Model | size (pixels) |
mAPval 50-95 |
Speed CPU ONNX (ms) |
Speed T4 TensorRT10 (ms) |
params (M) |
FLOPs (B) |
---|---|---|---|---|---|---|
YOLOv7l | 640 | 51.4 | - | 6.84 | 36.9 | 104.7 |
YOLOv7x | 640 | 53.1 | - | 11.57 | 71.3 | 189.9 |
YOLOv10n | 640 | 39.5 | - | 1.56 | 2.3 | 6.7 |
YOLOv10s | 640 | 46.7 | - | 2.66 | 7.2 | 21.6 |
YOLOv10m | 640 | 51.3 | - | 5.48 | 15.4 | 59.1 |
YOLOv10b | 640 | 52.7 | - | 6.54 | 24.4 | 92.0 |
YOLOv10l | 640 | 53.3 | - | 8.33 | 29.5 | 120.3 |
YOLOv10x | 640 | 54.4 | - | 12.2 | 56.9 | 160.4 |
Conclusion
Both YOLOv7 and YOLOv10 are powerful object detection models. YOLOv7 offers a proven balance of speed and accuracy, backed by a more established presence. YOLOv10, integrated into the Ultralytics ecosystem, pushes the boundaries of efficiency with its NMS-free design, achieving state-of-the-art speed and competitive accuracy, making it ideal for latency-critical applications and edge deployments.

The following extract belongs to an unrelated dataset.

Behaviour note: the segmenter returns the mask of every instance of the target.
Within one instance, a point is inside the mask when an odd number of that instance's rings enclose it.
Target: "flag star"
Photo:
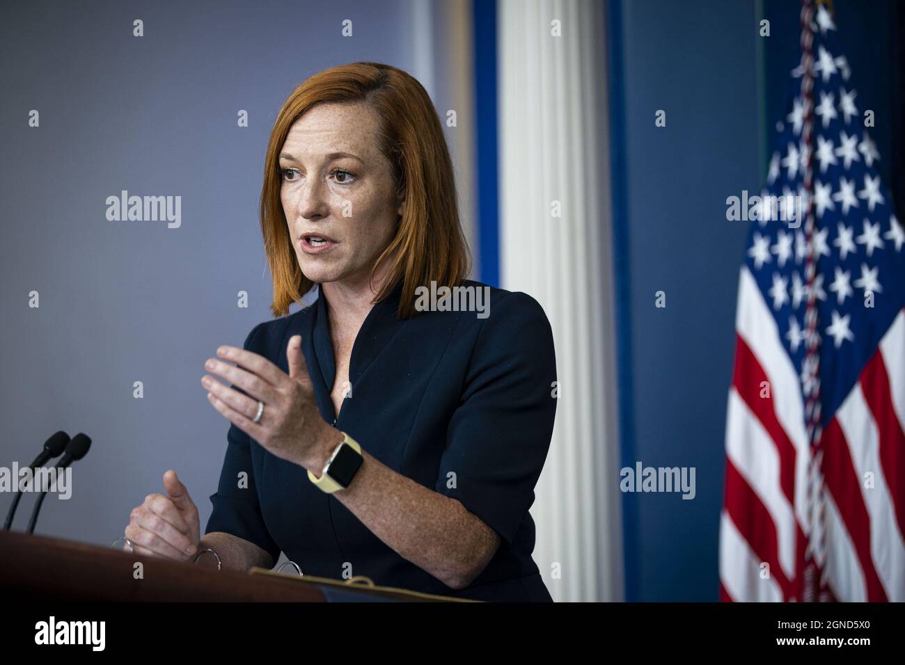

The choice depends on specific project needs: prioritize maximum speed and end-to-end deployment with YOLOv10, or leverage the established performance of YOLOv7.
For users seeking the latest advancements and a versatile platform supporting multiple tasks like segmentation and pose estimation, exploring other Ultralytics models like Ultralytics YOLOv8 or the cutting-edge YOLO11 is also recommended.